Sometimes, on Thursdays, it can be extremely helpful to attack the revealer first (assuming the puzzle has one), and today was Definitely one of those days. I have no idea what it must've been like to descend the grid  from top to bottom, trying to make sense of the themers. Maybe it was easy—the answers themselves are pretty straightforward. There's just that little hitch in how you enter them in the grid. I don't know how much not knowing the gimmick would've made those answers hard. But I can tell you that having the revealer in place gave me an 'aha' real quick. I had the front end of "Too Legit to Quit," and knew the album title very well, so I could see the "TOO" was just ... missing. I figured maybe TOO LITTLE ... was telling me that "TOO" was so little it ... disappeared? And that was the lovely little revelation in this one. "TOO" wasn't gone, it was just "little" and "late." I had tried to make sense of the whole MALIK / ALMOND area and was getting nowhere when I realized "oh! TOO goes in that last square after "LEGIT TO QUIT," so it's ... (TOO)LBOX!" (53D: Place for a screwdriver). And then it was off to the races. I could put "TOO" at the end of every themer, then mentally supply it at the beginning of every themer to figure out what the answer was. Cake walk, all the way back to the top of the grid for the little AR(TOO)-DE(TOO) rebus double whammy.


So, by total accident, I ended up getting the revealer first, and that made all the difference. Gave me a nice push, and then Hammer gave a nice big "aha!," and then things sped up, moving toward the big BACHATA / "DARK STAR" finale. Super-strangely, the last square I entered was the square in the far NW corner, i.e. the square that's so often the first to go in (today, the "P" in "PAC-Man"). Because of my accidental path, I loved how this one unfolded, and the core gimmick is exactly the kind of bonkers that I enjoy. You've got a word that's both moving and shrinking, and a revealer phrase that expresses all of it perfectly. Plus, the grid is spicy enough to hold your interest between the thematic bits. I may be the first person ever to call the GEO METRO"spicy," but damn if I don't love the way that stupid bygone car name looks in the grid (3D: Ontetime auto replaced by the Chevrolet Aveo). Overall, a very nice Thursday puzzle.
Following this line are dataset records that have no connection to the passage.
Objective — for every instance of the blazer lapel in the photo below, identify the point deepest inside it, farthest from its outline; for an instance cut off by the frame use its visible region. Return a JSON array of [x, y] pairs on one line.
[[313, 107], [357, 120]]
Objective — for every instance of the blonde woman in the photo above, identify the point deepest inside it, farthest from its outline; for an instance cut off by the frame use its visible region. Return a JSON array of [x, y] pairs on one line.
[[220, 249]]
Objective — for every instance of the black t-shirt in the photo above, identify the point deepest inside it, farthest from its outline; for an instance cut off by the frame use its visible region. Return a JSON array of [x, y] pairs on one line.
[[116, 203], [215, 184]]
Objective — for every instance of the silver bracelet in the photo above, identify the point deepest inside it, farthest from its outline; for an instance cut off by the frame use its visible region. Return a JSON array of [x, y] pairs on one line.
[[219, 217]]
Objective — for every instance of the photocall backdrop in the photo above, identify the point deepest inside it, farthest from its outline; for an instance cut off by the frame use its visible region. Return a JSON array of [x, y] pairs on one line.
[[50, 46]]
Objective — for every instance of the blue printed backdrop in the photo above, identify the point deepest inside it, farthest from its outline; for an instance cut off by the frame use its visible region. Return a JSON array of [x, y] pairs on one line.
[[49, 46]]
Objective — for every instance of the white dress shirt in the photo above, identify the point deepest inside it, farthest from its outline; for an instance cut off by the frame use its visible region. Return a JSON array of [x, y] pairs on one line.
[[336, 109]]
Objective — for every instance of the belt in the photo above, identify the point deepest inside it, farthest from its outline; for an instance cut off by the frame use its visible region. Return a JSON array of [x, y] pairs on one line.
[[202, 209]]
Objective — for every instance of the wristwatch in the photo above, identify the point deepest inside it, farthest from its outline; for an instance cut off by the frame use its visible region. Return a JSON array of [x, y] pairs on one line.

[For some reason, while the Hammer *song* was stylized as "2 Legit 2 Quit," the album title had "Too" and "To" written out normally (as the puzzle has it)]

Trouble spots included, most notably, COMFITS, which ... honestly, I don't really know what that is (25D: Candied fruits and nuts). I think of COMFIT as a kind of jelly? Sauce? Like "duck COMFIT," is that something? Oh shoot, that's CONFIT. Anyway, yikes and yikes, COMFITS ... don't see that word very often. Needed every cross. MONOXIDES also meant nothing to me (71A: Some compound gases), though that one was somewhat easier to infer (eventually). Had to wait on the second vowel in MALIK because I thought maybe MALYK (there's a "Y" in "Zayn" so why not one in "Malyk"?) (58D: Singer Zayn). The only parts I didn't really like were -PEDE (a terrible standalone suffix) and RETAPE, which isn't the worst answer I've ever seen, but it's not a good answer, and you should not put tricksy "?" clues on your clearly not-good answers, because now I just have to spend more time struggling with your not-good answers, which only serves to highlight their not-goodness (13D: Take over?). Plus "take" just feels too close (!) to "tape" here for the "joke" to be any good. Otherwise, loved this one, thumbs-up, would solve again. See you tomorrow.